Le Vatican montait en ligne : selon lui, ces perquisitions et les conditions dans lesquelles elles avaient été menées ( les membres de la Commission ADRIAENSSENS  retenus  toute une journée dans des conditions déplorables, privées de leur gsm notamment ) étaient inacceptables.

La Commission ADRIAENSSENS est cette  commission privée mise sur pied par l’Eglise et chargée de recevoir les confidences des victimes présumées de faits de pédophilie commis par des prêtres.

Raison d’être : l’accueil des victimes qui n’osaient pas déposer devant l’autorité judiciaire.

La presse se faisait par ailleurs l’écho discret d’accords pris entre cette Commission  et avec le pouvoir judiciaire, une espèce ce de modus vivendi en somme.

C’est sans doute ce qui a fait dire à CHILD FOCUS, émue par le procédé sans oser toutefois aller jusqu’à le condamner, que l’action de la justice, en saisissant les dossiers des victimes, avait rompu  la relation de confiance ( note : établie entre la Commission et les victimes ).

 

Un fait m’a frappé : le jour même et  le lendemain , c’est-à-dire  extrêmement rapidement , j’entendais à la radio des membres de cette commission, toutes d’éminentes personnes à l’évidence dévouées  à la cause et  parfaitement désintéressées, annoncer que la Commission allait démissionner, ce qu’elle a fait très vite, une semaine plus tard,  le 28 juin 2010

 

Je suis allé consulter les statuts de cette défunte Commission  -  http://www.commissionabus.be/microsite/commissionabus/content.php?ID=13855

 

L’art 16  dit ceci :

 – La Commission tient compte dans tout ce qu’elle fait, d’une éventuelle procédure en justice en cours.

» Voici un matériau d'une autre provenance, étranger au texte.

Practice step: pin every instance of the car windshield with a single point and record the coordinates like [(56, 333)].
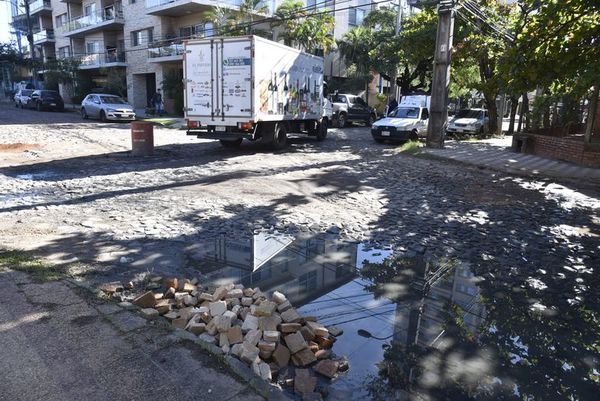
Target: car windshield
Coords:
[(469, 114), (112, 100), (405, 112)]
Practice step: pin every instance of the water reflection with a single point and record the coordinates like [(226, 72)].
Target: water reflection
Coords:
[(435, 330)]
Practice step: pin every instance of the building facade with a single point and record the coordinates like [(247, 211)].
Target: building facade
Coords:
[(143, 39)]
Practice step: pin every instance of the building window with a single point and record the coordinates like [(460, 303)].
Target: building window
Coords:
[(141, 37), (64, 52), (356, 16), (89, 9), (92, 47), (185, 32), (61, 20), (307, 282)]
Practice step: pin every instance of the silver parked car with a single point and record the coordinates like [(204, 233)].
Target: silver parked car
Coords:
[(106, 107)]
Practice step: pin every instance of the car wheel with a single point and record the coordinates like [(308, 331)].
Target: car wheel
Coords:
[(342, 120), (371, 120), (322, 130), (231, 144), (279, 138)]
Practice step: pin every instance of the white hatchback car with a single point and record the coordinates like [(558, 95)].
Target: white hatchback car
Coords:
[(106, 107)]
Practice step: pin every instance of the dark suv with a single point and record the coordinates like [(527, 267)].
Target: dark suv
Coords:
[(45, 100), (351, 108)]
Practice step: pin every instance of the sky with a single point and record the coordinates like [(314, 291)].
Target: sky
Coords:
[(4, 21)]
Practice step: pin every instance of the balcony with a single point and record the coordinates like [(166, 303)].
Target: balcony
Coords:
[(178, 8), (165, 51), (40, 7), (43, 37), (109, 18), (103, 60)]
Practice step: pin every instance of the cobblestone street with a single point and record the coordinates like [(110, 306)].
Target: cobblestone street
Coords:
[(78, 195)]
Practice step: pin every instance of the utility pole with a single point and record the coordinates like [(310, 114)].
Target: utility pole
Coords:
[(394, 77), (438, 113)]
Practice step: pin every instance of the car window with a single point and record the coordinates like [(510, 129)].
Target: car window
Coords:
[(112, 100), (406, 112), (468, 113)]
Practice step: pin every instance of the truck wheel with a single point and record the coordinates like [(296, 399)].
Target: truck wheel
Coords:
[(371, 120), (231, 144), (279, 138), (322, 130), (342, 120)]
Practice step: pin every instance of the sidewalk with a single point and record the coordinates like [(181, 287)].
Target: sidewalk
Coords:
[(59, 344), (496, 153)]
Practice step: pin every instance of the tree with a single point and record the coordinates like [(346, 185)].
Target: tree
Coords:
[(303, 29), (355, 48)]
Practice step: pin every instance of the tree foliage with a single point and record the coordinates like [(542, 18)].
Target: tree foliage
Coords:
[(305, 29)]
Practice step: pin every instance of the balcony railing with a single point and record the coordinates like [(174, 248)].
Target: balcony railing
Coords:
[(101, 59), (110, 13), (46, 34), (38, 5), (156, 3), (165, 50)]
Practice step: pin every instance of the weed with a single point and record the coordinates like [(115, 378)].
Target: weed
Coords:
[(25, 262), (410, 148)]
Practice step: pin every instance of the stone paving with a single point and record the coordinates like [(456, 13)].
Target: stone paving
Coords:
[(60, 345), (148, 213)]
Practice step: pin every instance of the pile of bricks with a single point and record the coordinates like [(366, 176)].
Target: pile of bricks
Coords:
[(264, 331)]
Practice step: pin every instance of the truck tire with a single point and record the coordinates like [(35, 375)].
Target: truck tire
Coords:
[(231, 144), (279, 140), (322, 130), (342, 120)]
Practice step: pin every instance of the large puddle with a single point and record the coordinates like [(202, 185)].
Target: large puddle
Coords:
[(426, 329)]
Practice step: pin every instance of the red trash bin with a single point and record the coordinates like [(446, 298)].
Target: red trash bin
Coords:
[(142, 138)]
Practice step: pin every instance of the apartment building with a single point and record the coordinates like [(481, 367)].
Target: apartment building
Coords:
[(144, 38)]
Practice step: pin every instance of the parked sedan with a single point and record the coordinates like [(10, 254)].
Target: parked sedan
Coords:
[(469, 121), (106, 107), (22, 97), (45, 100)]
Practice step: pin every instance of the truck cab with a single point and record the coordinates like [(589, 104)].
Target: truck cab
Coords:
[(408, 122)]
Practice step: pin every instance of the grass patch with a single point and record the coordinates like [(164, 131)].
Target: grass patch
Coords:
[(25, 262), (409, 148), (162, 121)]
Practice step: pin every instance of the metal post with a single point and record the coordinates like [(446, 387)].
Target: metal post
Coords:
[(394, 77), (438, 114)]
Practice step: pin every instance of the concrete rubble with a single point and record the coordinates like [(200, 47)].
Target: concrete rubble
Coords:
[(264, 331)]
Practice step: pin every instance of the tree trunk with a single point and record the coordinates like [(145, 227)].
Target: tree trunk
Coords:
[(524, 112), (587, 138), (514, 105)]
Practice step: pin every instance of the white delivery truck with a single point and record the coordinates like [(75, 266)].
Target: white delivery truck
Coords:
[(253, 88)]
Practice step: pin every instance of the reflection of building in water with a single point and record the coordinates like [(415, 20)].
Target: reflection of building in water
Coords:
[(420, 320), (302, 267)]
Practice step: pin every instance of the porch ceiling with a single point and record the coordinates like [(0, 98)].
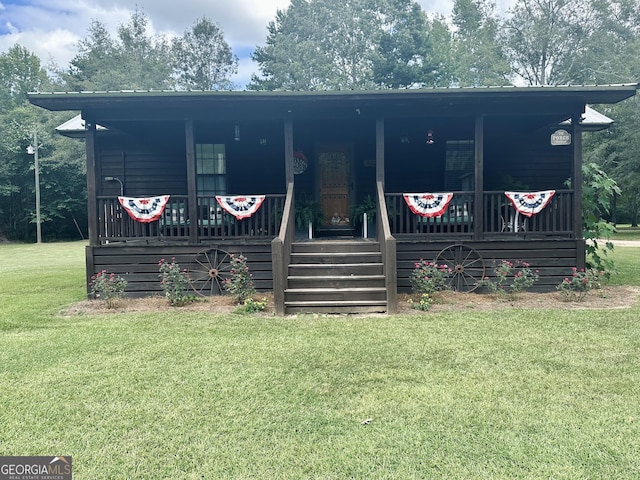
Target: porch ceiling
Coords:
[(106, 107)]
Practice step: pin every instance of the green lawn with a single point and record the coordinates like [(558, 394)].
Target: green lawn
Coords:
[(627, 232), (507, 394)]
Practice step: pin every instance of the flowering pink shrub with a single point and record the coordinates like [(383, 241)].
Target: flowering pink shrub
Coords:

La Commission peut sans préjudice de l’article 13, proposer à chaque phase de la  procédure, à l’Evêque diocésain et/ou au Supérieur majeur de la personne concernée, de prendre des mesures urgentes si la nature, la gravité des faits ou les circonstances  l’exigent.

 

 

En outre, dans des circonstances exceptionnelles, la Commission peut par la voix de son Président, informer elle-même la justice.

 

Il est proprement ahurissant de lire que cette Commission , quelque louable puisse être sa motivation, se mettait en complet porte à faux avec nos lois et notre Constitution, notamment par le fait qu’elle se susbstituait au pouvoir judiciaire, seul chargé par ,notre Constitution à instruire et poursuivre toute plainte ou toute infraction à nos lois, mais aussi par l’organisation précise détaillé à cet article 16 , et qui est illégale, savoir que dans les cas exceptionnels ( ?! ), la Commision pouvait ( alors que c’est une obligation )  alerter l’autorité religieuse.

 

 

Dans son désir sincère de vouloir   dorénavant faire face au scandale de la pédophilie qui la frappe, et alors qu’elle prétendait à rechercher dorénavant la transparence, l’Eglise mettait en place et ou continuait à tolérer le fonctionnement d’une Commission qui, quoi qu’on dise, continuait à développer  l’opacité.

 

Le Batonnier LEGROS  l’explique parfaitement  dans un article du 20 juillet 2010 publié  sur le site http://www.justice-en-ligne.be/

 

Exit la Commission Adriaenssens : on aurait pu souhaiter que l’Eglise elle-même, dans la croisade entamée pour faire le ménage, allait d’elle-même la supprimer.

Foin de pleurnichage, que diable ! l’important est que l’Eglise ait pris le chemin…

  

 

 

 

 

 

 

 

 

 

 

 

 

 

 

 

 

 

120x150 - huile s/toile - Jacques V Lemaire - juin 2010.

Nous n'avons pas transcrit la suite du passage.